Güncelleme Tarihi:
Ülkemizde sanatsal üretim içinde olmak, üstüne bir de sinema gibi ciddi bütçeler isteyen işlerin altına girmek cesaret istiyor. Sizin için süreç nasıl başladı; senaryonun, filmin doğuş aşaması nasıl şekillendi?

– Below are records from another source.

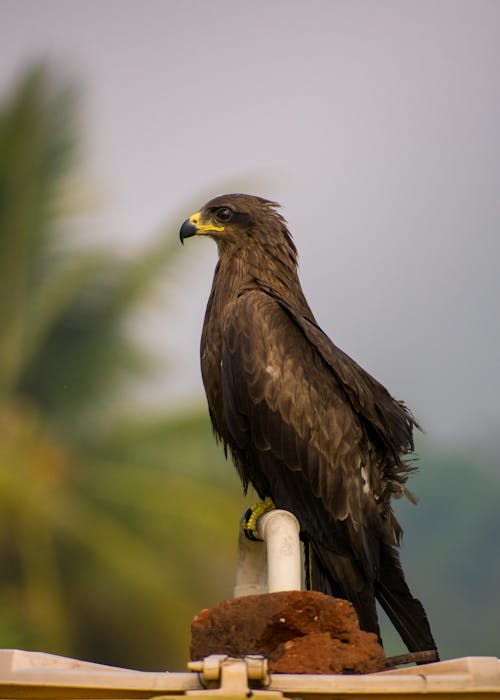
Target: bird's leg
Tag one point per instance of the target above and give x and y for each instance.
(252, 516)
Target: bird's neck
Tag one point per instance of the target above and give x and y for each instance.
(272, 269)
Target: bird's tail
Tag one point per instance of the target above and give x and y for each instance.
(406, 613)
(339, 576)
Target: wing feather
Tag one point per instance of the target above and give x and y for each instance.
(287, 412)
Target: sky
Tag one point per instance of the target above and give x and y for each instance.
(376, 124)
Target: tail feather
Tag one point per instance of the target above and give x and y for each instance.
(339, 576)
(406, 613)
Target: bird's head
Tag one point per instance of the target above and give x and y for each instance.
(237, 219)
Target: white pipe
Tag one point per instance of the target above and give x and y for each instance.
(274, 564)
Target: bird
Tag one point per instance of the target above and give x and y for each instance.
(305, 425)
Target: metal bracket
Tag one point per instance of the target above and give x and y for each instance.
(228, 678)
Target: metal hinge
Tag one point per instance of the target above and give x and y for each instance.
(232, 678)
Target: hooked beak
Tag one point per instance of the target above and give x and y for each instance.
(188, 229)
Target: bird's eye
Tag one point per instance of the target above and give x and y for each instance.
(223, 214)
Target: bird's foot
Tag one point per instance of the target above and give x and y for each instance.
(252, 516)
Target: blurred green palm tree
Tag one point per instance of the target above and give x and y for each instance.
(112, 535)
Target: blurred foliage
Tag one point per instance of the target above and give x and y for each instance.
(111, 537)
(117, 528)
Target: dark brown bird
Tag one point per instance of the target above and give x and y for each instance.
(304, 423)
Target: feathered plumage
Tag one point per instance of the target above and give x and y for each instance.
(304, 423)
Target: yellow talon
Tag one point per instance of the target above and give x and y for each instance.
(252, 516)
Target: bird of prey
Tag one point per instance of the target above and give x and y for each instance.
(304, 423)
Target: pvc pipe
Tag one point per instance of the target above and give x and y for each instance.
(274, 564)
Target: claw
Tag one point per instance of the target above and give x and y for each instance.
(252, 516)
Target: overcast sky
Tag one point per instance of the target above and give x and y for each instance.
(376, 124)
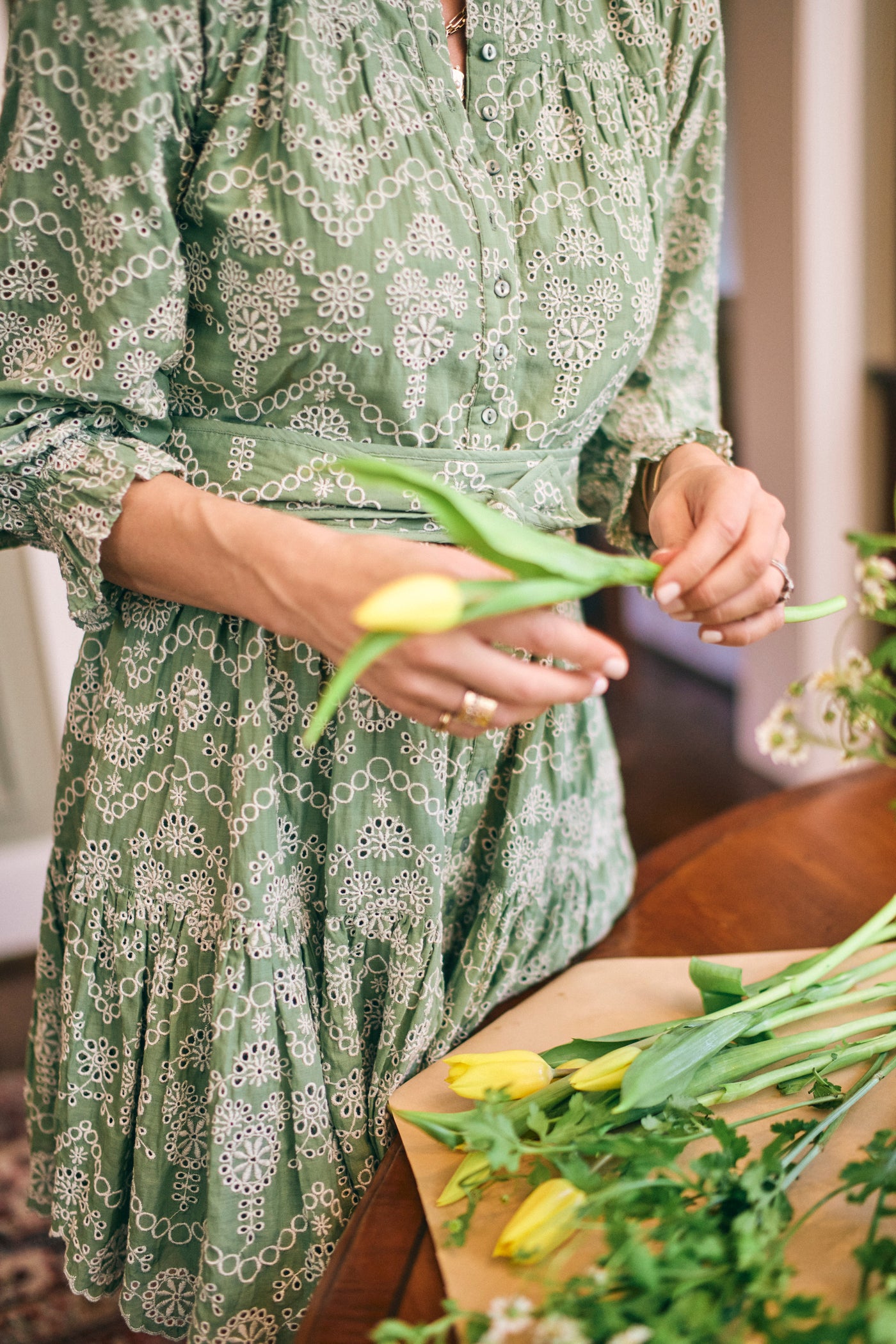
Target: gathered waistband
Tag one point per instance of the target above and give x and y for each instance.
(296, 471)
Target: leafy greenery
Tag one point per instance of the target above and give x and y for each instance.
(696, 1249)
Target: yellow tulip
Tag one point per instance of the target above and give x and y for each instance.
(472, 1172)
(515, 1071)
(606, 1073)
(421, 604)
(541, 1222)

Bel fıtığı rahatsızlığından evde yatmak zorunda kaldığım dönemde bu fikir şekillendi. Günlük hayatın telaşesine istemeden de olsa ara verdim. Bu durum neleri kaçırdığımı düşündürdü, hayal edip yapamadığım şeyleri düşündüm. Çok film takip eden biri olarak ne Türk ne de dünya sinemasında eczacı üzerine bir film olmadığını fark ettim. Eczacılar hariç her hayat anlatılmış beyaz perdede; avukat, doktor, bakkal vs. tüm hayatlar… İlk düşünce böyle şekillendi. Eczacıyı anlatan bir film çekebilir miyim? Yattığım yerden bir hikaye tasarladım kabaca. Sonra senaryo yazımı üzerine kitaplar okudum. Okuduğum bir kural beni cesaretlendirdi. Senaryo günlük dilde yazılır. Çünkü senaryo görücüye çıkmaz, film olarak karşımıza gelir. Betimleme, teşbih, tariz ve bunun gibi romanlarda kullanılan edebi unsurlar kullanılmaz. Yalın, net, farklı olmalı. Kaba hikayeyi genişlettim, replikler, ayrıntılar ekledim. Yaşanabilecek olayların yanına fantastik öğeler de ekledim. Düzeltmeler ile beraber bu süreç altı ay sürdü.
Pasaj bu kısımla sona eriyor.